The best novel I read this year is:

Commonwealth, by Ann Patchett: A tough choice because I loved and still think about, like on a daily basis, Richard Powers’ The Overstory. Patchett’s book wins out not necessarily because it’s a better novel but because I got more out of it as a writer — and think you might too. Patchett experiments with the sequence of her story, about two families whose lives intersect across multiple generations. Her approach is innovative, invigorating even, but never hard to follow. The deeper you get into the novel, the richer and more satisfying it becomes.

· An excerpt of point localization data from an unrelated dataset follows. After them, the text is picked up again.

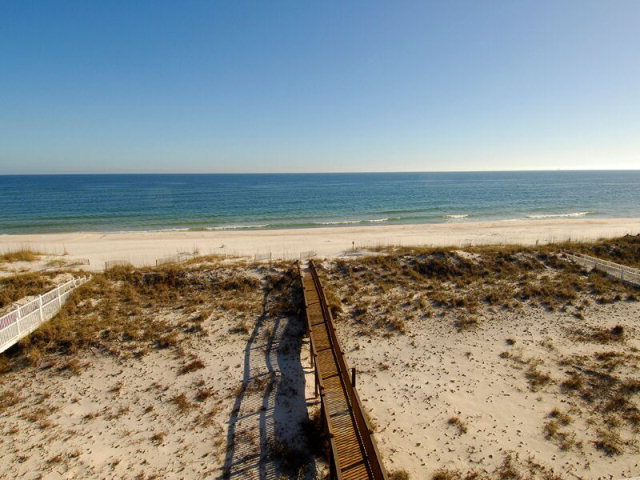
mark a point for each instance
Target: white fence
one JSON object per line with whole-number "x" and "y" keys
{"x": 307, "y": 255}
{"x": 260, "y": 257}
{"x": 621, "y": 272}
{"x": 25, "y": 319}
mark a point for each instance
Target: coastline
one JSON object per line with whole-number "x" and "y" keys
{"x": 145, "y": 247}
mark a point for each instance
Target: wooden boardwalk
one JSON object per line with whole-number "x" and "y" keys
{"x": 353, "y": 452}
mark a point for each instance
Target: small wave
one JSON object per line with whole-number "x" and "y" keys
{"x": 238, "y": 227}
{"x": 378, "y": 220}
{"x": 559, "y": 215}
{"x": 352, "y": 222}
{"x": 343, "y": 222}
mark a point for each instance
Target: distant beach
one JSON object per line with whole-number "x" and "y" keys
{"x": 122, "y": 203}
{"x": 147, "y": 247}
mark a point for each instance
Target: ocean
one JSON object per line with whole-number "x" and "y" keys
{"x": 70, "y": 203}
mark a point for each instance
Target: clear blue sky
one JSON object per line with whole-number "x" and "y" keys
{"x": 269, "y": 86}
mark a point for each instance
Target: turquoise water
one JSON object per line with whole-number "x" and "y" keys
{"x": 65, "y": 203}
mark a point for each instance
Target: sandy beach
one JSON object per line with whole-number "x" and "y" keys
{"x": 145, "y": 247}
{"x": 470, "y": 362}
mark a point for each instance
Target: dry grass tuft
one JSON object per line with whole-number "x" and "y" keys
{"x": 192, "y": 366}
{"x": 459, "y": 424}
{"x": 21, "y": 255}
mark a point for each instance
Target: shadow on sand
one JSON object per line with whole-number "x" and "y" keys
{"x": 264, "y": 438}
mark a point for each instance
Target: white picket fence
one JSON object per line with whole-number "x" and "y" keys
{"x": 26, "y": 318}
{"x": 621, "y": 272}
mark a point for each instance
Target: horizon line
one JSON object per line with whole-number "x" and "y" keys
{"x": 323, "y": 172}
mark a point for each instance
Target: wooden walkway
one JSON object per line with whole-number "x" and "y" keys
{"x": 353, "y": 452}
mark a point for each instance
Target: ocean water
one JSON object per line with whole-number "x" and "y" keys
{"x": 67, "y": 203}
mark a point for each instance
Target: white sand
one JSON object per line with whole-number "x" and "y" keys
{"x": 143, "y": 248}
{"x": 413, "y": 384}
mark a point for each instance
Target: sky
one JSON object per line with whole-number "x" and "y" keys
{"x": 274, "y": 86}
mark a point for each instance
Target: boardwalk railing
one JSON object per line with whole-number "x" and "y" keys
{"x": 26, "y": 318}
{"x": 621, "y": 272}
{"x": 353, "y": 451}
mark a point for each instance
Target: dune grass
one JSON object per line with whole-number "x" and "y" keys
{"x": 130, "y": 311}
{"x": 20, "y": 255}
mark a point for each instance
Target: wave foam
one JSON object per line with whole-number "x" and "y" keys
{"x": 559, "y": 215}
{"x": 352, "y": 222}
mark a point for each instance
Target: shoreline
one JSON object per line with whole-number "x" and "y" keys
{"x": 145, "y": 247}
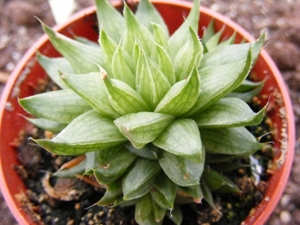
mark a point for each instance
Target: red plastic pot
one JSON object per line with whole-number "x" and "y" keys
{"x": 28, "y": 72}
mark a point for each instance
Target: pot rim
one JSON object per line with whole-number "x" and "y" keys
{"x": 263, "y": 213}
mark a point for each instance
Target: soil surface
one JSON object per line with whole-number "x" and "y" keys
{"x": 279, "y": 18}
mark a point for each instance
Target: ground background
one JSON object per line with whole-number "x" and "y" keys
{"x": 279, "y": 18}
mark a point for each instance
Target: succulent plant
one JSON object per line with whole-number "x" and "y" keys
{"x": 149, "y": 110}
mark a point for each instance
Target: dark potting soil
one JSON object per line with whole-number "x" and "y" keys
{"x": 72, "y": 201}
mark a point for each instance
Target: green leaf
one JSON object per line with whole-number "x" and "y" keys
{"x": 82, "y": 57}
{"x": 159, "y": 36}
{"x": 167, "y": 189}
{"x": 113, "y": 162}
{"x": 143, "y": 127}
{"x": 180, "y": 170}
{"x": 122, "y": 97}
{"x": 219, "y": 183}
{"x": 136, "y": 31}
{"x": 219, "y": 81}
{"x": 140, "y": 178}
{"x": 147, "y": 14}
{"x": 91, "y": 162}
{"x": 207, "y": 194}
{"x": 52, "y": 65}
{"x": 113, "y": 191}
{"x": 45, "y": 124}
{"x": 60, "y": 106}
{"x": 122, "y": 67}
{"x": 230, "y": 141}
{"x": 95, "y": 95}
{"x": 160, "y": 199}
{"x": 158, "y": 212}
{"x": 188, "y": 56}
{"x": 111, "y": 21}
{"x": 177, "y": 40}
{"x": 182, "y": 138}
{"x": 83, "y": 135}
{"x": 229, "y": 112}
{"x": 151, "y": 83}
{"x": 147, "y": 152}
{"x": 181, "y": 97}
{"x": 85, "y": 41}
{"x": 248, "y": 85}
{"x": 165, "y": 64}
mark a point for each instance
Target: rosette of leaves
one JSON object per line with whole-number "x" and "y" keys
{"x": 149, "y": 110}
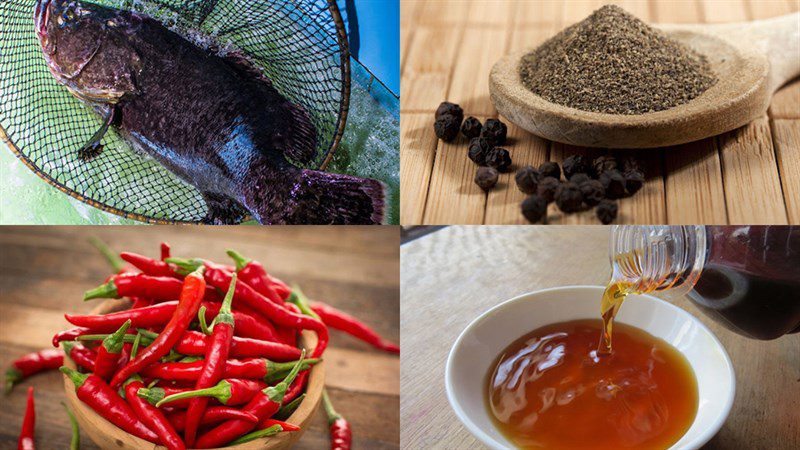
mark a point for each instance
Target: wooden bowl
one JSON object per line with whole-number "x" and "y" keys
{"x": 108, "y": 436}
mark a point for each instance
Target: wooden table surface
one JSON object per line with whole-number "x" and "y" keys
{"x": 44, "y": 271}
{"x": 452, "y": 276}
{"x": 750, "y": 175}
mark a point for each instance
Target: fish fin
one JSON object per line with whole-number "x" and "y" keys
{"x": 93, "y": 148}
{"x": 222, "y": 210}
{"x": 319, "y": 198}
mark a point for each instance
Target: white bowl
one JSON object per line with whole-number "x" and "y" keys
{"x": 480, "y": 343}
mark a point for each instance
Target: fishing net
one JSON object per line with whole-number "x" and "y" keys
{"x": 299, "y": 45}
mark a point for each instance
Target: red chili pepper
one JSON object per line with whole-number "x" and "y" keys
{"x": 81, "y": 355}
{"x": 108, "y": 353}
{"x": 153, "y": 417}
{"x": 266, "y": 428}
{"x": 230, "y": 391}
{"x": 93, "y": 391}
{"x": 70, "y": 335}
{"x": 341, "y": 436}
{"x": 216, "y": 355}
{"x": 250, "y": 368}
{"x": 165, "y": 251}
{"x": 282, "y": 317}
{"x": 212, "y": 414}
{"x": 148, "y": 266}
{"x": 194, "y": 287}
{"x": 342, "y": 321}
{"x": 194, "y": 343}
{"x": 158, "y": 315}
{"x": 28, "y": 425}
{"x": 157, "y": 289}
{"x": 31, "y": 364}
{"x": 264, "y": 405}
{"x": 254, "y": 274}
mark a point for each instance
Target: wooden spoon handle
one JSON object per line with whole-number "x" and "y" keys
{"x": 778, "y": 39}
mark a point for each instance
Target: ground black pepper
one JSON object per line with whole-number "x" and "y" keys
{"x": 499, "y": 158}
{"x": 495, "y": 130}
{"x": 550, "y": 169}
{"x": 478, "y": 149}
{"x": 613, "y": 183}
{"x": 471, "y": 127}
{"x": 486, "y": 177}
{"x": 612, "y": 62}
{"x": 534, "y": 208}
{"x": 527, "y": 179}
{"x": 547, "y": 188}
{"x": 606, "y": 211}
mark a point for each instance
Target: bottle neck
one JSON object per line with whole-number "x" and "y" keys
{"x": 657, "y": 258}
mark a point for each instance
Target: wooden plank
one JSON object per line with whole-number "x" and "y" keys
{"x": 436, "y": 305}
{"x": 786, "y": 102}
{"x": 442, "y": 12}
{"x": 487, "y": 12}
{"x": 718, "y": 11}
{"x": 764, "y": 9}
{"x": 786, "y": 135}
{"x": 427, "y": 71}
{"x": 417, "y": 152}
{"x": 479, "y": 49}
{"x": 685, "y": 11}
{"x": 503, "y": 202}
{"x": 694, "y": 192}
{"x": 750, "y": 176}
{"x": 453, "y": 196}
{"x": 541, "y": 12}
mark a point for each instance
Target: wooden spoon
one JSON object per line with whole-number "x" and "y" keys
{"x": 751, "y": 61}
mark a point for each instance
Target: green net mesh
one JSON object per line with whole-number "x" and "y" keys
{"x": 295, "y": 43}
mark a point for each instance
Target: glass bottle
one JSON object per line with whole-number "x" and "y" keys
{"x": 745, "y": 277}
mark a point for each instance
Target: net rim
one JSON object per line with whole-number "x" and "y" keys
{"x": 344, "y": 108}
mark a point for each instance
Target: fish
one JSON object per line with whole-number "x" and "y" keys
{"x": 215, "y": 121}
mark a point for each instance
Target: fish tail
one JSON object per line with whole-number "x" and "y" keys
{"x": 319, "y": 198}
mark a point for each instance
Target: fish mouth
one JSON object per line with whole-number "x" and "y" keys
{"x": 41, "y": 16}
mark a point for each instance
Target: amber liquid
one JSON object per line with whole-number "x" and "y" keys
{"x": 551, "y": 390}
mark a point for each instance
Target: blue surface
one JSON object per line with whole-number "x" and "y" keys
{"x": 379, "y": 29}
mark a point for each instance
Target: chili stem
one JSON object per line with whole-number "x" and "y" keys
{"x": 75, "y": 441}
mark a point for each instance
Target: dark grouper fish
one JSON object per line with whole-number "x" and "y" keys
{"x": 208, "y": 119}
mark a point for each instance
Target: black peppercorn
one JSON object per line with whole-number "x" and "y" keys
{"x": 446, "y": 127}
{"x": 634, "y": 180}
{"x": 478, "y": 149}
{"x": 547, "y": 188}
{"x": 495, "y": 130}
{"x": 574, "y": 164}
{"x": 569, "y": 198}
{"x": 450, "y": 109}
{"x": 534, "y": 208}
{"x": 471, "y": 127}
{"x": 603, "y": 163}
{"x": 607, "y": 211}
{"x": 579, "y": 178}
{"x": 499, "y": 158}
{"x": 486, "y": 177}
{"x": 527, "y": 179}
{"x": 613, "y": 183}
{"x": 550, "y": 169}
{"x": 593, "y": 192}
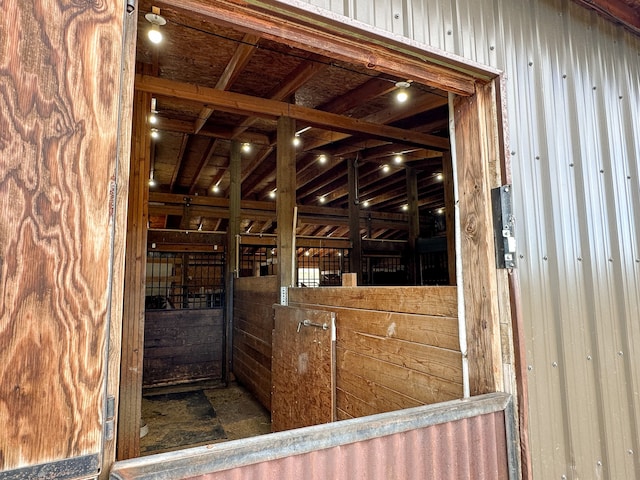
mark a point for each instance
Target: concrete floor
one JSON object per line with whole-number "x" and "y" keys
{"x": 236, "y": 411}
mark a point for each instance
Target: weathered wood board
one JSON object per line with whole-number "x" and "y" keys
{"x": 392, "y": 352}
{"x": 253, "y": 299}
{"x": 303, "y": 368}
{"x": 182, "y": 346}
{"x": 59, "y": 114}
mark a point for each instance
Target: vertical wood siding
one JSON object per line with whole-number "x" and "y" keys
{"x": 572, "y": 94}
{"x": 58, "y": 144}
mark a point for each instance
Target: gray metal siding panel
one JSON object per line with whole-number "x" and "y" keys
{"x": 573, "y": 101}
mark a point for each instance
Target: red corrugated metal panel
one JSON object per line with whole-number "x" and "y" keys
{"x": 462, "y": 439}
{"x": 473, "y": 448}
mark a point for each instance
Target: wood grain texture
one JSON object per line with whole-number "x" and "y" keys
{"x": 253, "y": 299}
{"x": 131, "y": 366}
{"x": 439, "y": 301}
{"x": 303, "y": 369}
{"x": 389, "y": 359}
{"x": 58, "y": 143}
{"x": 182, "y": 346}
{"x": 476, "y": 122}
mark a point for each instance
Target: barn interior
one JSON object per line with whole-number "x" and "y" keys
{"x": 372, "y": 201}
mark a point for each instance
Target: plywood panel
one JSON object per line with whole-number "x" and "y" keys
{"x": 303, "y": 369}
{"x": 440, "y": 301}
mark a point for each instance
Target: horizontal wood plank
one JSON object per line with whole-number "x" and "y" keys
{"x": 424, "y": 388}
{"x": 438, "y": 362}
{"x": 437, "y": 301}
{"x": 376, "y": 397}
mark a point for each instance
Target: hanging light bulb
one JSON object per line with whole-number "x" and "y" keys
{"x": 402, "y": 94}
{"x": 156, "y": 20}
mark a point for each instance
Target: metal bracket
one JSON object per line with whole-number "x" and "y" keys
{"x": 504, "y": 227}
{"x": 309, "y": 323}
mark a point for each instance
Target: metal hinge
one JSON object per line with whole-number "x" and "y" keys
{"x": 110, "y": 413}
{"x": 504, "y": 227}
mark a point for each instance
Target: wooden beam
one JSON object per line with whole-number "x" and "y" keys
{"x": 204, "y": 162}
{"x": 386, "y": 116}
{"x": 285, "y": 201}
{"x": 238, "y": 61}
{"x": 414, "y": 221}
{"x": 355, "y": 259}
{"x": 245, "y": 104}
{"x": 332, "y": 39}
{"x": 476, "y": 150}
{"x": 134, "y": 279}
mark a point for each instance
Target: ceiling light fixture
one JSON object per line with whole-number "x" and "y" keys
{"x": 402, "y": 95}
{"x": 156, "y": 21}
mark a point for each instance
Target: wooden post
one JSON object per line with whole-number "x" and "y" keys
{"x": 449, "y": 212}
{"x": 134, "y": 281}
{"x": 235, "y": 193}
{"x": 414, "y": 223}
{"x": 355, "y": 259}
{"x": 119, "y": 247}
{"x": 477, "y": 159}
{"x": 286, "y": 200}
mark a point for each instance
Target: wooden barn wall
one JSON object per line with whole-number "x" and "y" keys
{"x": 571, "y": 80}
{"x": 395, "y": 347}
{"x": 62, "y": 199}
{"x": 253, "y": 317}
{"x": 182, "y": 346}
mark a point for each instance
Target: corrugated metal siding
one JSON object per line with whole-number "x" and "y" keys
{"x": 463, "y": 439}
{"x": 573, "y": 97}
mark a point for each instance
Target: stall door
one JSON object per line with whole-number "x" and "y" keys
{"x": 303, "y": 368}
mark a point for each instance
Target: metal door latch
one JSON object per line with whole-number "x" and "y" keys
{"x": 309, "y": 323}
{"x": 504, "y": 227}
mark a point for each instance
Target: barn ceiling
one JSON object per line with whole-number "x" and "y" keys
{"x": 348, "y": 112}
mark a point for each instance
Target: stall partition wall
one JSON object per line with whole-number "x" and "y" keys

Here’s what I wrote about Commonwealth in January in my newsletter, just after I finished it:

“Man, I loved this book. I started the novel over the holiday break in large part because I’d torn through one of Patchett’s earlier work, Bel Canto, a literary take on a hostage crisis at a South American opera house. Commonwealth’s premise is more pedestrian but is easily the better book. The story begins with an extramarital affair in the 1960s that fractures two Los Angeles families. The genius of the novel is how Patchett structures it: It jumps around chronologically, the chapters self-contained episodes of various characters’ lives. These episodes are highly enjoyable; Patchett is a funny and humane storyteller who also happens to be great with a sentence. For half the book I thought the episodes were random. Then I realized they were not.

“That’s when the book really got good.”